Wie in den Neubauten hat der Architekt Gegenstände und Fensterteile aus der abgerissenen Kirche auch in dem Turm eingebaut. Ein Weihwasserbecken ist zum Beispiel darunter. Gleich hinter der Eingangstür im Erdgeschoss findet sich eine Installation aus Kirchenfensterglas, die von hinten beleuchtet wird. „Das ist der Eingang zu Hogwarts“, verweist Langer scherzend auf die Zauberschule in der Welt der Film- und Romanfigur Harry Potter. Ihm liegt zwar daran Andenken an die Kirche zu bewahren, allzu pathetisch soll dieses Anliegen aber nun auch wieder nicht erscheinen. Auch an der Fassade des Kirchturm sei noch eine Bronzetafel aus dem Altarraum der Kirche angebracht. Darauf steht: Lucida Coronata Sub Altare Dei Sedes Accerpistis Sanctae Dei Anno Dom 1953. Vor 64 Jahren also war die Kirche geweiht worden.

Der Kirchturm von St. Paul blieb nach dem Abriss der Kirche auf dem Eigen als Landmarke bewusst erhalten. Außer in der Nacht läuten seine Glocken auch heute noch täglich zur vollen Stunden. Zu Weihnachten 1956 erklangen die fünf Glocken zum ersten Mal. Jedes Jahr zu Heiligabend sind sie nun noch um 18 Uhr zu hören. An Silvester läuten sie um Mitternacht den Jahreswechsel ein. Das gesamte Glockenwerk in der Turmspitze an der Scharfstraße besteht aus fünf Gussstahlglocken, die vom Bochumer Verein gegossen und geliefert worden waren. Die größte C-Glocke wiegt etwas mehr als 1800 Kilogramm. Christus gestern, Christus heute, Christus in Ewigkeit, lautet ihre Inschrift.

Die Kirchturmuhr zeigt weiterhin die Zeit an

Einige Jahren blieben die Glocken still. Denn das Bistum gab die Kirche 2007 auf. St.Paul war die erste Kirche, die nach der Gründung der beiden Großpfarreien St. Cyriakus und St. Joseph abgerissen wurde. Das schuf Platz für teils sozial geförderte Wohnungen für Senioren und behinderte Menschen. Die Nachfrage war so groß, dass die Eigentümer doppelt so viele hätten bauen können.

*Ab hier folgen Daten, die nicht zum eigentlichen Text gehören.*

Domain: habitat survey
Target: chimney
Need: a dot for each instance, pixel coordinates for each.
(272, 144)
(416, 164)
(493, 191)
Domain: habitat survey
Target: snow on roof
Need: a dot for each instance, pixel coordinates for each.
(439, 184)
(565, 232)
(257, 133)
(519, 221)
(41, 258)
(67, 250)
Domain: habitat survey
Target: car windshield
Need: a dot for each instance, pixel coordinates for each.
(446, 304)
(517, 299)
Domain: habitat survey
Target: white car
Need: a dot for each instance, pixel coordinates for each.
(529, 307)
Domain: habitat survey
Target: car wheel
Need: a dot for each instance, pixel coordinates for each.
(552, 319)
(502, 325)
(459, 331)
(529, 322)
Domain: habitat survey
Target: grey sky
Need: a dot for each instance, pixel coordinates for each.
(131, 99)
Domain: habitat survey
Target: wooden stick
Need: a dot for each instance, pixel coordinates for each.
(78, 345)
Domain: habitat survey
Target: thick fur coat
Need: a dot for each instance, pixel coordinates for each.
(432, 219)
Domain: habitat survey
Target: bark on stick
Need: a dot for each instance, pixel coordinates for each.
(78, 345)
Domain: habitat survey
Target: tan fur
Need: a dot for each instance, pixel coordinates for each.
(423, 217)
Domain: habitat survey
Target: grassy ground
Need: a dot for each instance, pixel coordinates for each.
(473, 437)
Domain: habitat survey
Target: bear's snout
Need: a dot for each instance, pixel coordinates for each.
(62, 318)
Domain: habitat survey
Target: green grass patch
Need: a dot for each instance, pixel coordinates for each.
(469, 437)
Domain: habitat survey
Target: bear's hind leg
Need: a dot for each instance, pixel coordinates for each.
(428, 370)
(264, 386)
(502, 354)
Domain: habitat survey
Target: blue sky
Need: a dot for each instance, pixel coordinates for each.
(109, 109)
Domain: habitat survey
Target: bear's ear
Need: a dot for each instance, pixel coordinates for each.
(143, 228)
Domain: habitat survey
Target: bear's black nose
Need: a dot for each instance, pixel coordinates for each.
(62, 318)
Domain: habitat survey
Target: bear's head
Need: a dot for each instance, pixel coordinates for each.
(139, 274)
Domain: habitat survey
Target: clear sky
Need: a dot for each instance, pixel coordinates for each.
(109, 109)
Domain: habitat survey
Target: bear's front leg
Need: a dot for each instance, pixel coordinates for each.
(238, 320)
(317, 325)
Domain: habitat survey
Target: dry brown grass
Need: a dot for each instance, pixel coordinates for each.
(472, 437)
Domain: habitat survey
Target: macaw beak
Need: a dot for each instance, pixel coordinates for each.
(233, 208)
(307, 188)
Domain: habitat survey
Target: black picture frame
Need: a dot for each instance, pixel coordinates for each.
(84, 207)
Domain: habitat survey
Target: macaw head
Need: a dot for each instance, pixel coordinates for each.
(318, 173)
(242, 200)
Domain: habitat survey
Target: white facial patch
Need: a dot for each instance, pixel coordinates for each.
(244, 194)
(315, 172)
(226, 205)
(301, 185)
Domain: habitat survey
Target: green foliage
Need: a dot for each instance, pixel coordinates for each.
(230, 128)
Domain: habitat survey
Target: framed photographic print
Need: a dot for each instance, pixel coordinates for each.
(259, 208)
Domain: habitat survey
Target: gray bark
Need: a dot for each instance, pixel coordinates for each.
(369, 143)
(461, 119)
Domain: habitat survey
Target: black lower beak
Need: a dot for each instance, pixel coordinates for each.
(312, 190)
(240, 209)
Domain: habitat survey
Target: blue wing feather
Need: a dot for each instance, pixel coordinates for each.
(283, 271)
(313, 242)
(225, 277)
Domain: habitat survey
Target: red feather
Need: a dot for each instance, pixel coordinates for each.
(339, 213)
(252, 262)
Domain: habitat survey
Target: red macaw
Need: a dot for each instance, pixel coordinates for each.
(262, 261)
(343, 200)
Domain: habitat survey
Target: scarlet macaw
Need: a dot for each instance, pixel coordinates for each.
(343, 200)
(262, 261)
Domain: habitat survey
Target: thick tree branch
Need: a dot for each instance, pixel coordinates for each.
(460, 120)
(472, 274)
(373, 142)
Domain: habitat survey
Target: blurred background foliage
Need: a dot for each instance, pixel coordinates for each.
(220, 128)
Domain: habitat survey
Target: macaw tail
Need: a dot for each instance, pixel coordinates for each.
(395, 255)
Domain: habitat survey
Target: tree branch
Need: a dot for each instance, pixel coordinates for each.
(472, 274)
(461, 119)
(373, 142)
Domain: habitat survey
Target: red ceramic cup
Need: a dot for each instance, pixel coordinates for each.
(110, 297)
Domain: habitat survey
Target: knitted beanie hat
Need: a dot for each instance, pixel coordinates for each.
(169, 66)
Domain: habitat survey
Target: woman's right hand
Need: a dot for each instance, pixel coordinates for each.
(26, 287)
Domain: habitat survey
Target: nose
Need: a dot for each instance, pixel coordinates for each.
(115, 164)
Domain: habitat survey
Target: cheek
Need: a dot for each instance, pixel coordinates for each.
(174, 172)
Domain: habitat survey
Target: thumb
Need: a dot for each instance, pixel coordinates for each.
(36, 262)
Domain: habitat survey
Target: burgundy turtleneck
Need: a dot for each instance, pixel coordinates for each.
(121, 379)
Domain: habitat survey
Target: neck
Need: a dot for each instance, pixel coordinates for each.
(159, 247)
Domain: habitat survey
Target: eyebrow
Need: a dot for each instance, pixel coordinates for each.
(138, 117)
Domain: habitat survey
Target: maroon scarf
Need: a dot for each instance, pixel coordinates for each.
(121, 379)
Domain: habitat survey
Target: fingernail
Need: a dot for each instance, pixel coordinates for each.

Dass die Glocken nun wieder läuten, geht auch auf eine Bitte der Historischen Gesellschaft zurück. Die Historiker hatten sich bei Mitinhaberin Irmtraud Gormann-Ernst eingesetzt, dass der Kirchturm stehen bleibt. die Bauherren banden aber ohnehin auch möglichst viel aus der kleinen Kirche in den neuen Wohnpark auf dem Eigen ein. So zeigt die Kirchturmuhr die Zeit an. Teile der Glaskunstfenster von St. Paul erinnern ebenso an das frühere Gotteshaus wie Weihwasserbecken, alte Leuchter und das Kreuz. Zur Einweihungsfeier des Wohnparks im August vor fünf Jahren ließ Architekt Ricardo Langer dann auch alle fünf Glocken wieder ertönen.